1960年,位於大興安嶺最北的團結崗生產隊。
“王春妮,我爹沒把他們交到公社坐大牢,只把你們一家老小趕出生產隊,已經是客氣了。”
“你是孕婦我就該對你客氣嗎?趕緊滾,我明天和秀水結婚,別髒了我家門前的風水!”
好吵,誰家的野狗吠的沒完?
王春妮被吵的頭痛,抱住了腦袋,耳邊依稀聽到男人煩躁的罵聲:“呵,不裝死改裝頭疼了?”
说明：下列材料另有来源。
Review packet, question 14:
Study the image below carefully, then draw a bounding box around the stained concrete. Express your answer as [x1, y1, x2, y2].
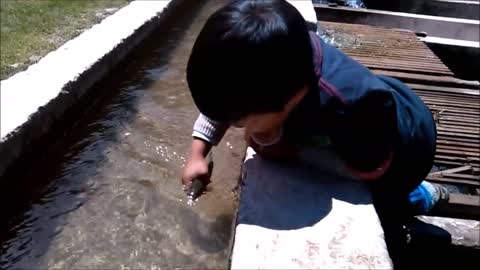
[0, 0, 182, 179]
[231, 148, 393, 269]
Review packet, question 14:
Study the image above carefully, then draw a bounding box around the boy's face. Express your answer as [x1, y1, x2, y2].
[232, 87, 307, 140]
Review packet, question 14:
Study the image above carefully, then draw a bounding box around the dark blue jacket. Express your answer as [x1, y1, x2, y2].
[287, 33, 436, 188]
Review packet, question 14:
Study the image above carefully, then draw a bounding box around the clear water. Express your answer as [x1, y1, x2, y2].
[0, 0, 244, 269]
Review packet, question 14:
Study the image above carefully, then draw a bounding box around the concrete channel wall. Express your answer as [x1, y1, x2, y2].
[0, 0, 184, 177]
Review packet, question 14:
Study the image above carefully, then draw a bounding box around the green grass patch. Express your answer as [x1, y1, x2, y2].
[0, 0, 128, 80]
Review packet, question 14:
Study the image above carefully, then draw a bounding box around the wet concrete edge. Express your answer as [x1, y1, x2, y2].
[0, 0, 185, 178]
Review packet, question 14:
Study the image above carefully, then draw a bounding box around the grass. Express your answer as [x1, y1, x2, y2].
[0, 0, 128, 80]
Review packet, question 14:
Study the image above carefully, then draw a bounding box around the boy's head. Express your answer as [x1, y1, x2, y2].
[187, 0, 314, 131]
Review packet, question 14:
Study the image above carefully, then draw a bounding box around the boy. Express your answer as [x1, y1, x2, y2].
[182, 0, 446, 262]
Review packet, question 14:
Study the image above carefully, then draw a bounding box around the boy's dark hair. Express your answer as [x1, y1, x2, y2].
[187, 0, 314, 122]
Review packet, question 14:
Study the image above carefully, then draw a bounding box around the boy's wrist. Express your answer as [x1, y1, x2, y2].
[190, 137, 212, 158]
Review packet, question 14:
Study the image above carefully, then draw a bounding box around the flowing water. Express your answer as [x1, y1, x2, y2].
[0, 0, 244, 269]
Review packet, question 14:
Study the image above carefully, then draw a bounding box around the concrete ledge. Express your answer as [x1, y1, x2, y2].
[231, 148, 393, 269]
[288, 0, 317, 31]
[0, 0, 182, 179]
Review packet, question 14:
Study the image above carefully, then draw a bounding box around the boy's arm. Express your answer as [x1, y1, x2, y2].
[332, 91, 398, 180]
[192, 114, 229, 147]
[182, 114, 228, 189]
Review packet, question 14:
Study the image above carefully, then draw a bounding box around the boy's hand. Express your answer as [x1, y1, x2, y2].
[182, 138, 212, 190]
[182, 155, 210, 190]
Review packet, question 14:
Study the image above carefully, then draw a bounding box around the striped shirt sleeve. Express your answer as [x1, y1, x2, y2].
[192, 114, 229, 145]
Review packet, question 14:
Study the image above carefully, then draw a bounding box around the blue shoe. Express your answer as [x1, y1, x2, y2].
[409, 181, 449, 215]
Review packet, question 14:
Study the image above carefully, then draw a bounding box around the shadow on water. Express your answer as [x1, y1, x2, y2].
[0, 1, 238, 269]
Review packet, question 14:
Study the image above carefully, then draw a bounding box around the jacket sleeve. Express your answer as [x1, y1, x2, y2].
[331, 90, 398, 172]
[192, 114, 229, 145]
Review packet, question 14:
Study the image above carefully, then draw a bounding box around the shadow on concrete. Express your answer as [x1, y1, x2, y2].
[238, 155, 372, 230]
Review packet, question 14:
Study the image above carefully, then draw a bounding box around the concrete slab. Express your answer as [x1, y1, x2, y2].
[231, 148, 393, 269]
[288, 0, 317, 30]
[0, 0, 181, 176]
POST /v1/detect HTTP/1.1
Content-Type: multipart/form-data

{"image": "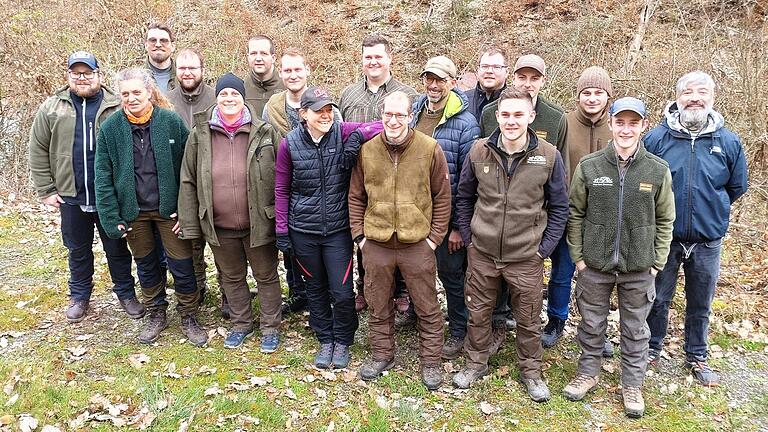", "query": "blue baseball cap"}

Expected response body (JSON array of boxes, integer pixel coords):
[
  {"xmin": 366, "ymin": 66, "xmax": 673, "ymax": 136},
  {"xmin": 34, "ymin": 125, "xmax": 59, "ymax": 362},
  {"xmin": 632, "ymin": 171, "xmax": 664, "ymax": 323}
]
[
  {"xmin": 610, "ymin": 97, "xmax": 646, "ymax": 118},
  {"xmin": 67, "ymin": 51, "xmax": 99, "ymax": 70}
]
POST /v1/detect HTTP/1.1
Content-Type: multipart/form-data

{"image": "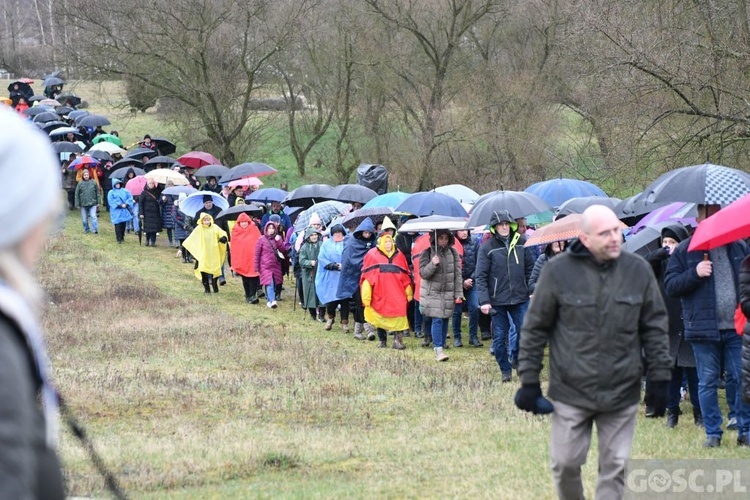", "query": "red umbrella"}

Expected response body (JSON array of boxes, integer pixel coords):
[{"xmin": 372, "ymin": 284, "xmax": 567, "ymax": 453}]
[
  {"xmin": 688, "ymin": 194, "xmax": 750, "ymax": 251},
  {"xmin": 177, "ymin": 151, "xmax": 221, "ymax": 168}
]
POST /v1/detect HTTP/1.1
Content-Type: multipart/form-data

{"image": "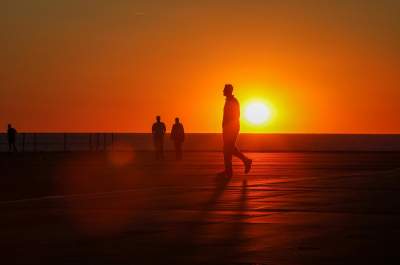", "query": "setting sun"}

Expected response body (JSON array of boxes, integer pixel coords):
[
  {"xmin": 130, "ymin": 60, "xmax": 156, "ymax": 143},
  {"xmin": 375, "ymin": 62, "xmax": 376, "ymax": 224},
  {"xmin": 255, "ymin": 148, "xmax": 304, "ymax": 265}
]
[{"xmin": 245, "ymin": 102, "xmax": 271, "ymax": 125}]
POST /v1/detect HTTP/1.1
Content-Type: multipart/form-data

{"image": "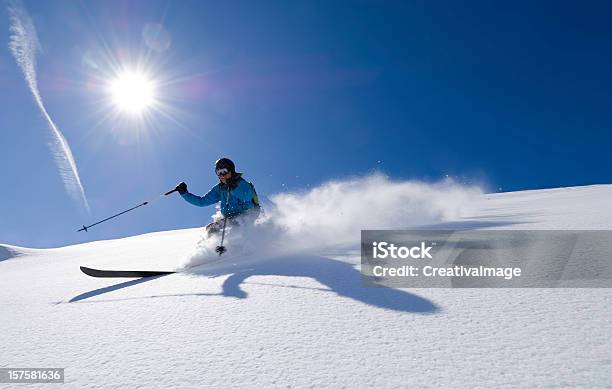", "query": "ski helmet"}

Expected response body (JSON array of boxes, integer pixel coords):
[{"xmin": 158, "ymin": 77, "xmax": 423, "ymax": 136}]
[{"xmin": 215, "ymin": 158, "xmax": 236, "ymax": 173}]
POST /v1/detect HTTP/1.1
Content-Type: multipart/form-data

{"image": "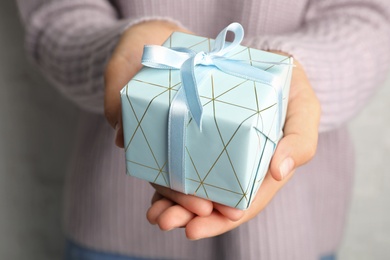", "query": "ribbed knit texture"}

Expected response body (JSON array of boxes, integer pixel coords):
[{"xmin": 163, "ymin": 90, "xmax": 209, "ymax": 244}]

“200多斤的死肥豬精還要學人家裝柔弱,噁心死人了,呸!”
‘砰’的一聲,木門被男人無情甩上。
過了好半晌,王春妮凍的發紫的臉緩慢地抬起,被肉擠得只剩下兩條縫隙的眼裏迸發出寒意。
她,王春妮。
21世紀最大安保公司女老闆,近身搏鬥武力值排名世界前十,身價幾十億,竟然穿成了60年代除了喫,要不然就是當舔狗的小肥妞身上。
說起小肥妞又蠢又可憐。
剛纔的男人叫陳北書,是她訂了娃娃親的未婚夫。
早年陳家逃難到這裏,得王家救濟,新社會打地主,王老爺子是地主家賬房先生,被牽連沒收家產,陳北書他爹成了大隊長,可兩家婚約卻沒有取消。
準備結婚前幾天,小肥妞上山挖草根的時候莫名暈倒,醒來衣不蔽體,兩條大粗腿被捏的青紫,身上都是痕跡,孩子爹是誰都不知道。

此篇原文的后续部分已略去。